Noyb: Activists Who Beat Facebook Denounce Apple for Tracking iPhone Users Without Consent | Technology


A woman walks past an Apple store in Taipei, Taiwan, on November 15.
A woman walks past an Apple store in Taipei, Taiwan, on November 15.DPA via Europa Press / Europa Press

Apple violates EU law by tracking iPhone users without their consent, according to the lawsuit it has filed the Noyb organization before the courts of Spain and Germany. According to this group, each terminal inserts a unique code into the terminals, called IDFA (Identifier for Advertisers), which allows Apple and all iPhone application developers to see how users behave without their knowledge or agreement. The Noyb group is chaired by the Austrian Max Schrems, 25, who was the promoter of the lawsuit against Facebook that culminated last summer with the ruling of the Court of Justice of the EU (CJEU) that overthrew the main legal mechanism they use thousands of companies to send data from the European Union to the United States.

The IDFA allows Apple and all applications installed on the phone to track a user and combine information about online and mobile behavior. This identifier works, in practice, as a cookie. The cookies (cookies, in English) are text files that are installed on your computer when you visit a page. Some are essential for browsing, since they allow you to identify yourself without having to re-enter your username or password. Others tell the web what browser you are using, where you are connecting from or how you want to see the page. But many others serve to track navigation, drawing a valuable behavior pattern on the Internet for advertising companies.

The IDFA, in this way, becomes a digital license plate, as qualified by the lawsuit filed in Spain.
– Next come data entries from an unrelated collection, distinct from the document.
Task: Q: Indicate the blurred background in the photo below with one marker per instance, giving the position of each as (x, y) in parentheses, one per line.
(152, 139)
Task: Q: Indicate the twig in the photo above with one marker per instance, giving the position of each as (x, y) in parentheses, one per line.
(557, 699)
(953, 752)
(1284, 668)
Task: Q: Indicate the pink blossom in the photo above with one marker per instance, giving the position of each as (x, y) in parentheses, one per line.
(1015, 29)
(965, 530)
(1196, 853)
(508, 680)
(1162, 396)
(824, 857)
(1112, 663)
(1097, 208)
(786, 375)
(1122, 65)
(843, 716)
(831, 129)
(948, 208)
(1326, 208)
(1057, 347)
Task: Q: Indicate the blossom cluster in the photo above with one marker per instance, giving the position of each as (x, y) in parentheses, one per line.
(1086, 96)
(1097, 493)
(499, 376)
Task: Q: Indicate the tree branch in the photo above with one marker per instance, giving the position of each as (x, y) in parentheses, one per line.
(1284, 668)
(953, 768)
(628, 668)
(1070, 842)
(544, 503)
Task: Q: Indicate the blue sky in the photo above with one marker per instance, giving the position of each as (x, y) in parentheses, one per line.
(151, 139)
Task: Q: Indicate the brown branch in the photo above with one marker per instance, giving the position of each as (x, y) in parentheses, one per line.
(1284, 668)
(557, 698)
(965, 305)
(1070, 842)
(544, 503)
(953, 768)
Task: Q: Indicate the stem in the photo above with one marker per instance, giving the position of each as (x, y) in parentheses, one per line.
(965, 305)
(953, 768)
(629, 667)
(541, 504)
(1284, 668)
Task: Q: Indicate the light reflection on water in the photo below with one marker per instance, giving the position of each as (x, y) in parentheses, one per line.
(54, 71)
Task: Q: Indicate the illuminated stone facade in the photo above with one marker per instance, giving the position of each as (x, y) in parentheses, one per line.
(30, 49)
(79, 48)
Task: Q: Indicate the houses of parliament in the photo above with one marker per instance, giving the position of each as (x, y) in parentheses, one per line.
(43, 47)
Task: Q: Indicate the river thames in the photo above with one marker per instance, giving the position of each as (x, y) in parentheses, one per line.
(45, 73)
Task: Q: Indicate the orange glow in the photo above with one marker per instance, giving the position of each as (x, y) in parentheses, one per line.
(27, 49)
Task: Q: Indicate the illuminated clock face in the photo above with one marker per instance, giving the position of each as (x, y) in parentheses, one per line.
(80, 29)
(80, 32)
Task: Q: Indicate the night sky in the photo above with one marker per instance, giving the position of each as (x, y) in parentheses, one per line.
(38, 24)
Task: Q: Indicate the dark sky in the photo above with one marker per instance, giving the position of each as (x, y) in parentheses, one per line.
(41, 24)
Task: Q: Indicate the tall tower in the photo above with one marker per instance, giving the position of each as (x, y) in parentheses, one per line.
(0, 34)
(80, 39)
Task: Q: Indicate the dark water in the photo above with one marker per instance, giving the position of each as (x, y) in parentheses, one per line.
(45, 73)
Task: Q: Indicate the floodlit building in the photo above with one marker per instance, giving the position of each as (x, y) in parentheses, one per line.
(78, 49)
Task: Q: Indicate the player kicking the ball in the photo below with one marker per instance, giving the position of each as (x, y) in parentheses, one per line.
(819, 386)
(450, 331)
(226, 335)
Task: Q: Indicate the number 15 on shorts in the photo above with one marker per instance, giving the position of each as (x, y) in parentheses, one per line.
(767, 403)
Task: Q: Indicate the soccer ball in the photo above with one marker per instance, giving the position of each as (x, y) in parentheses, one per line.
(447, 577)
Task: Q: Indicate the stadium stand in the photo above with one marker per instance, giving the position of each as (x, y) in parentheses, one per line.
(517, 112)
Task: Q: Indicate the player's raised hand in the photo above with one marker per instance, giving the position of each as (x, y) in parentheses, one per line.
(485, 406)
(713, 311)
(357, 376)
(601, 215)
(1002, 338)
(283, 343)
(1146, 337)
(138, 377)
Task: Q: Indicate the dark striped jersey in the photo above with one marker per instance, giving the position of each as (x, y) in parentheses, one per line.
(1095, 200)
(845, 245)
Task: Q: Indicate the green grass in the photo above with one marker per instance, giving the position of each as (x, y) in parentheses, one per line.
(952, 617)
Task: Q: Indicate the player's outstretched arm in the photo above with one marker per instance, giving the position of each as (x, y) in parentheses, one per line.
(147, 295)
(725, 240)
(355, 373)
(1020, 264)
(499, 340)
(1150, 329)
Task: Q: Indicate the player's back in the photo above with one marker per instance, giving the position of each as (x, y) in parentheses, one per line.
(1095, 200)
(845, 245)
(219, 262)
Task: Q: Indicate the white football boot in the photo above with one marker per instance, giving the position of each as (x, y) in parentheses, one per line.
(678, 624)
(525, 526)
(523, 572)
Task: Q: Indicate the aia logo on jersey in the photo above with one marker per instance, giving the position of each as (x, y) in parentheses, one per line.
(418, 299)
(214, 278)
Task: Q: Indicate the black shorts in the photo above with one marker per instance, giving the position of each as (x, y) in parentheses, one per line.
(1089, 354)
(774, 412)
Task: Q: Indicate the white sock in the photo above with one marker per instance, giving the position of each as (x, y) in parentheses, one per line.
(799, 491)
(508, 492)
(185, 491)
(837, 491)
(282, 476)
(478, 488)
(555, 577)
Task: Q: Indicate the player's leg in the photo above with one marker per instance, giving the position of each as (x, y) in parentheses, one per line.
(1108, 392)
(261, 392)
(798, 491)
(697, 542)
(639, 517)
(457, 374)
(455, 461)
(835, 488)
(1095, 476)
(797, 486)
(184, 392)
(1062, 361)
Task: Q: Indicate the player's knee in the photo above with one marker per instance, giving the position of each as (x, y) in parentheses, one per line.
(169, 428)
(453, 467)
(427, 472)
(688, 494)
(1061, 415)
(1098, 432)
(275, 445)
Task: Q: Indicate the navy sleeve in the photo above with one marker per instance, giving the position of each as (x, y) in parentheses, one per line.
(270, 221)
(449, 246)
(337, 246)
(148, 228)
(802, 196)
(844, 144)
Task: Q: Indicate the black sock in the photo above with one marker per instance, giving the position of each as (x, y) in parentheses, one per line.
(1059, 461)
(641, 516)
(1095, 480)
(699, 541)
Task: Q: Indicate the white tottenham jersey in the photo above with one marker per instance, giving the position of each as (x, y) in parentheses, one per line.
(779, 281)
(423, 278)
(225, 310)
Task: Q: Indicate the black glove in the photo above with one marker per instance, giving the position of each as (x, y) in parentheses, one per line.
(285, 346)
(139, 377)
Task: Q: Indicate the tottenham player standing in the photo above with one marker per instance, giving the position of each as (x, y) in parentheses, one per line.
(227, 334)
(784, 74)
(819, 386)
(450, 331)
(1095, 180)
Each user action can be related to this registration, and be used later to build a detailed profile about the owner of the mobile, about their preferences and their behavior. “We actually know very little about what Apple does with this information,” admits Stefano Rossetti, a Noyb attorney specializing in data protection. “The possibilities are endless.”

Thus, since EU legislation is “technologically neutral” and does not specify that it refers exactly to cookies, Rosetti considers that installing these types of files would require the user’s consent. Instead, Apple places these tracking codes without users’ knowledge or agreement. Nyob rejects, in any case, that these tracking codes are installed on mobile phones in the first place. “EU law protects our devices from external tracking,” explains Rosetti. “Tracking is only allowed if users explicitly consent to it. This rule, says the lawyer, applies regardless of the technology used. “The IDFA should not only be restricted, but permanently eliminated”, Rosetti highlights. “Smartphones are the most intimate device for most people and should be free of trackers by default.”

To disable IDFA for third parties, you have to go to system settings / privacy / advertising / personalized ads. The iOS operating system does not give the opportunity to see the IDFA, although there are free applications in the App Store that allow you to discover it. Google has a similar code, called AAID or GAID. There is also a Nyob lawsuit to curb its use, filed with the Austrian authorities, who are deciding whether to take up the case or refer it to their counterparts in Ireland.

Apple had announced in June that it was going to tweak iOS 14, the latest operating system available, so that third-party apps would have to ask for permission before accessing a phone’s IDFA. Last September, however, the company announced that it would delay the changes until 2021, “to give developers the time they need” until “early next year.”